When reached for comment on Twitter, the owner of the account, who identified themselves as a 51-year-old who has lived in Paris for over 20 years but asked to remain anonymous to protect their privacy, said the “manifesto for beauty” was a sign the #SaccageParis campaign was working.

“We are of course satisfied that Emmanuel Grégoire agrees with several of our demands, after having unfairly accused us of lies for months,” they wrote, pointing to specific proposals of cracking down on people who tag public buildings and of restoring the traditional metal grates that surround Paris’ trees. “But that does not go far enough, for instance we must launch a major rescue plan for the historic furniture of Paris, otherwise it will soon be too late.”

#SaccageParis is a movement organized around concrete demands, posted on its website, that include giving more resources to law enforcement to tackle crime and insecurity and hiring more gardeners and landscapers to plant flowers in public spaces. But it’s also become an outlet for Parisians to complain about the everyday nuisances and eyesores they encounter in their city on social media.

Some fall under the responsibility of City Hall. For example, after social media users complained last year that new public stools in the shape of mushrooms and benches that looked like stacked wooden logs were an eyesore, the city pledged to remove them. But some of the other criticism touches on long-standing issues, from noise to homelessness, and individual behavior, like vandalism and pet owners leaving their animals’ excrement on sidewalks.

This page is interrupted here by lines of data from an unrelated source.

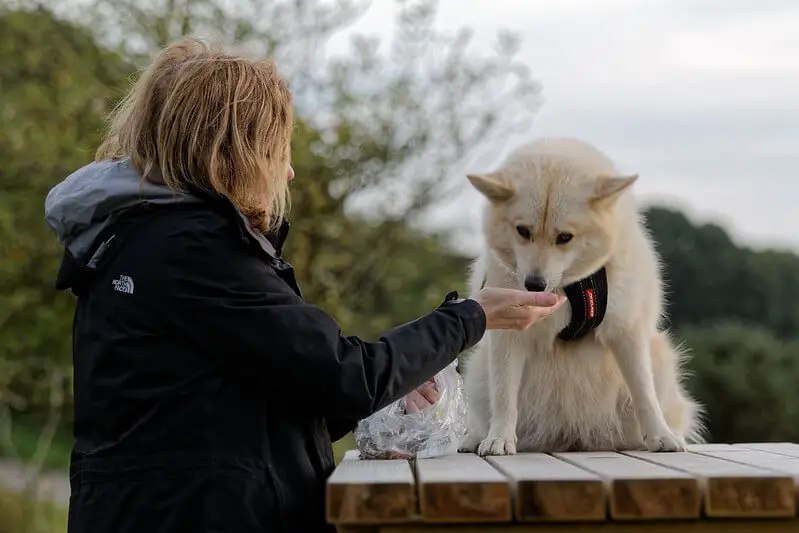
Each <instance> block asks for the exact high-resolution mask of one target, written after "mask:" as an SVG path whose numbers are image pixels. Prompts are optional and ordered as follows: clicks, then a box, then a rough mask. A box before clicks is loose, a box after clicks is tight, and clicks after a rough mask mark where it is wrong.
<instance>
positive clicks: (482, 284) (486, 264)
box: [469, 252, 488, 298]
mask: <svg viewBox="0 0 799 533" xmlns="http://www.w3.org/2000/svg"><path fill="white" fill-rule="evenodd" d="M487 271H488V257H486V252H483V253H481V254H480V255H479V256H478V257H477V258H476V259H475V260H474V261H472V264H471V266H470V267H469V297H470V298H474V297H475V296H476V295H477V292H478V291H479V290H480V289H482V288H483V284H484V283H485V280H486V272H487Z"/></svg>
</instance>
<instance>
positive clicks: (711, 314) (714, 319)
mask: <svg viewBox="0 0 799 533" xmlns="http://www.w3.org/2000/svg"><path fill="white" fill-rule="evenodd" d="M647 225H648V226H649V228H650V229H651V230H652V232H653V234H654V237H655V240H656V241H657V243H658V250H659V251H660V253H661V254H662V256H663V259H664V262H665V266H666V269H665V277H666V281H667V285H668V300H669V307H668V311H669V318H670V321H671V325H672V326H673V327H675V328H677V329H680V328H683V327H688V326H699V325H703V324H712V323H715V322H718V321H719V320H726V319H734V320H739V321H742V322H745V323H749V324H756V325H762V326H764V327H766V328H768V329H770V330H771V331H773V332H775V333H776V334H777V335H779V336H780V337H783V338H788V337H792V336H796V334H797V332H799V306H797V305H795V302H796V301H797V300H799V276H797V275H796V272H799V257H797V256H796V255H795V254H793V253H790V252H781V251H776V250H766V251H756V250H752V249H749V248H744V247H739V246H738V245H736V244H735V243H734V242H733V241H732V239H731V238H730V236H729V235H728V234H727V233H726V232H725V231H724V229H722V228H721V227H719V226H717V225H714V224H702V225H693V224H692V223H691V222H690V221H689V220H688V219H687V218H686V217H685V215H683V214H682V213H679V212H677V211H673V210H670V209H666V208H661V207H653V208H650V209H649V210H648V212H647Z"/></svg>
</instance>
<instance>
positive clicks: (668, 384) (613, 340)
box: [459, 138, 703, 456]
mask: <svg viewBox="0 0 799 533" xmlns="http://www.w3.org/2000/svg"><path fill="white" fill-rule="evenodd" d="M468 179H469V181H470V182H471V184H472V185H473V186H474V187H475V188H476V189H477V190H478V191H479V192H480V193H481V194H482V195H483V196H484V197H485V198H486V199H487V200H488V202H487V205H486V208H485V211H484V216H483V233H484V237H485V247H484V252H483V253H482V254H481V255H480V256H479V257H478V258H477V259H476V260H475V262H474V264H473V266H472V273H471V275H470V278H469V290H470V292H471V294H472V295H474V293H475V292H476V291H478V290H479V289H480V288H481V287H483V286H490V287H506V288H516V289H526V290H529V291H549V292H554V293H556V294H561V295H563V294H566V295H568V296H569V300H568V302H566V303H564V304H563V305H562V306H561V307H560V308H559V309H558V310H557V311H555V312H554V313H553V314H552V315H550V316H548V317H547V318H545V319H543V320H541V321H539V322H537V323H535V324H533V326H531V327H530V328H529V329H528V330H526V331H523V332H515V331H502V330H498V331H489V332H488V333H487V334H486V336H485V337H484V338H483V340H481V342H480V343H479V344H478V345H477V346H476V347H475V351H474V352H473V354H472V356H471V357H470V358H468V359H467V360H466V365H465V367H466V368H465V372H464V374H465V378H464V390H465V393H466V396H467V401H468V406H469V411H468V417H467V432H466V435H465V437H464V438H463V440H462V441H461V444H460V447H459V450H460V451H462V452H475V451H476V452H477V453H478V454H479V455H481V456H486V455H508V454H514V453H516V452H517V450H518V451H523V452H558V451H618V450H644V449H645V450H649V451H662V452H676V451H683V450H684V449H685V447H686V442H702V441H703V440H702V433H703V425H702V420H701V417H702V409H701V406H700V405H699V403H698V402H696V401H694V400H693V399H691V398H690V397H689V396H688V394H687V393H686V391H685V389H684V385H683V380H684V376H685V372H684V370H683V369H682V367H683V364H684V362H685V360H686V358H687V353H686V352H684V351H683V350H682V349H680V348H679V347H677V346H676V345H675V344H674V343H673V341H672V340H671V338H670V337H669V334H668V332H667V331H665V330H662V329H661V327H660V324H661V319H662V314H663V306H664V295H663V284H662V280H661V273H660V261H659V257H658V255H657V253H656V251H655V248H654V244H653V242H652V240H651V238H650V236H649V235H648V233H647V230H646V228H645V226H644V223H643V217H642V215H641V213H640V211H639V209H638V207H637V205H636V202H635V200H634V198H633V195H632V191H631V187H632V185H633V184H634V183H635V182H636V180H637V179H638V175H637V174H635V175H621V174H620V173H619V172H618V170H617V169H616V167H615V165H614V164H613V162H612V161H611V160H610V159H609V158H608V157H607V156H606V155H605V154H603V153H602V152H600V151H599V150H598V149H596V148H595V147H593V146H592V145H590V144H588V143H586V142H583V141H580V140H577V139H569V138H556V139H541V140H537V141H534V142H532V143H529V144H526V145H523V146H521V147H519V148H517V149H516V150H515V151H514V152H512V153H511V154H510V155H509V156H508V157H507V159H506V160H505V162H504V163H503V164H502V165H501V167H500V168H499V169H498V170H496V171H494V172H491V173H486V174H470V175H468ZM570 328H571V329H570ZM564 339H565V340H564Z"/></svg>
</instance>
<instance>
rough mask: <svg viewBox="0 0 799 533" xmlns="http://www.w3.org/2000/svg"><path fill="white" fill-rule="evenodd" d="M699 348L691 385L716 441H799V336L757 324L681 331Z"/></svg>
mask: <svg viewBox="0 0 799 533" xmlns="http://www.w3.org/2000/svg"><path fill="white" fill-rule="evenodd" d="M680 337H681V338H682V339H683V340H684V341H685V345H686V346H687V347H689V348H690V349H691V351H693V352H694V353H693V359H692V362H691V366H690V369H691V371H692V373H693V374H694V375H693V379H692V380H691V381H690V389H691V391H692V392H693V394H695V395H696V397H697V398H698V399H699V400H700V401H701V403H702V404H703V405H704V406H705V409H706V410H707V415H708V429H709V433H710V434H711V435H712V436H713V441H716V442H730V443H735V442H761V441H792V442H797V441H799V425H797V423H796V421H797V420H799V389H797V386H796V384H797V383H799V340H793V341H781V340H779V339H778V338H776V337H775V335H774V334H773V333H771V332H770V331H769V330H767V329H765V328H763V327H759V326H757V325H753V324H742V323H736V322H725V323H719V324H717V325H713V326H706V327H702V328H686V329H684V330H682V331H681V332H680Z"/></svg>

“We never denied that there were things that could be perfected or improved,” Grégoire said last year in response to a journalist’s asking him about the impact of #SaccageParis on City Hall’s urban design decisions. On Tuesday, he said the manifesto for beauty had nothing to do with #SaccageParis but accepted that the campaign has been “useful” in that it has “forced us to question ourselves and react.”

The city also has used social media to respond to the photos of dirty, dilapidated Paris. In one tweet featuring photos with more flattering views of the City of Light, it said, “Paris is also this.”